A teraz kilka zdań o tych szczególnych miejscach, które odwiedzaliśmy. Dukla - sanktuarium św. Jana. Niezwykłe duchowe doświadczenie związane z przejściem przez Bramę Miłosierdzia i modlitwa w kaplicy, gdzie złożono relikwie św. Jana. Następnie odmówiłem przy Krzyżu Pojednania w Dukli modlitwę ułożoną przez św. Jana Pawła II o jedność chrześcijan. Przy Krzyżu zapaliliśmy z Panem Andrzejem Bytnarem - burmistrzem Dukli znicze. Kolejne sanktuarium na naszej trasie znajdowało się w Nowym Żmigrodzie. Tu od 1942 r. duszpasterzował bł. Władysław Findysz, urodzony w Krościenku Niżnym. W czasie II wojny światowej niósł ofiarną pomoc duchową i materialną wszystkim mieszkańcom, bez względu na narodowość i wyznanie. Pomagał również Żydom. Na trasie uczestnicy zachwycali się pięknem Beskidu Niskiego, bo przecież jechaliśmy wzdłuż Magurskiego Parku Narodowego. Zauroczyła nas Pielgrzymka i stara cerkiewka zbudowana w stylu zachodnio-łemkowskim. Jesteśmy wdzięczni ks. dr Romanowi Dubecowi - proboszczowi i przewodnikowi opowiadającemu z niezwykłą swadą i pasją o tej cerkwi, ale też o prawosławiu, o ekumenizmie, liturgii. Aż szkoda, że tylko godzinę mogliśmy poświęcić na pobyt w Pielgrzymce. Pozostał niedosyt i niezaspokojona ciekawość historyczna wielu osób. Kilka z nich mi powiedziało, że przez całe życie tylu ciekawych rzeczy o prawosławiu się nie dowiedziało, jak podczas tego spotkania. Dla większości uczestników rajdu niezatarte wspomnienia pozostawi odwiedzenie kirkutu żydowskiego (cmentarza) i modlitwa, którą odmówił tam za pomordowanych Żydów ks. proboszcz z Nowego Żmigrodu Henryk Maguda. Na kirkucie większość rajdowiczów znalazła się pierwszy raz w życiu i mogli złożyli na zbiorowej mogile kamyczki, zamiast kwiatów, jak to jest przyjęte w kulturze żydowskiej. Kwiat zwiędnie, kamień pozostaje i stanowi trwały znak pamięci.

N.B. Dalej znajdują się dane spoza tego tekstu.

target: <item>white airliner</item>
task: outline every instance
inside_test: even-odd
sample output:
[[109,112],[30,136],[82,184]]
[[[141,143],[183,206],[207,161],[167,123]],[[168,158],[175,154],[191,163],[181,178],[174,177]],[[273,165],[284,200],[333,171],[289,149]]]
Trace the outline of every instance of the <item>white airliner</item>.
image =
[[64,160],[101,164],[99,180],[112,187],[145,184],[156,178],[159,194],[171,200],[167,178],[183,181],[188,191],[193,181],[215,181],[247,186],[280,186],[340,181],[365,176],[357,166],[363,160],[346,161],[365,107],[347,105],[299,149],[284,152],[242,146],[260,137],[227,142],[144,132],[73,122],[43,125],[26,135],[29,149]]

Po powrocie do Łęk Dukielskich w ogrodzie przy kościele poczęstowaliśmy uczestników rajdu i zaproszonych na nabożeństwo ekumeniczne gości smacznym bigosem, jak zwykle przygotowanym przez restaurację Elwit z Krosna oraz świeżo upieczonymi przez nasze panie smakołykami: przeróżnymi ciastami, bandurzakiem, proziakami.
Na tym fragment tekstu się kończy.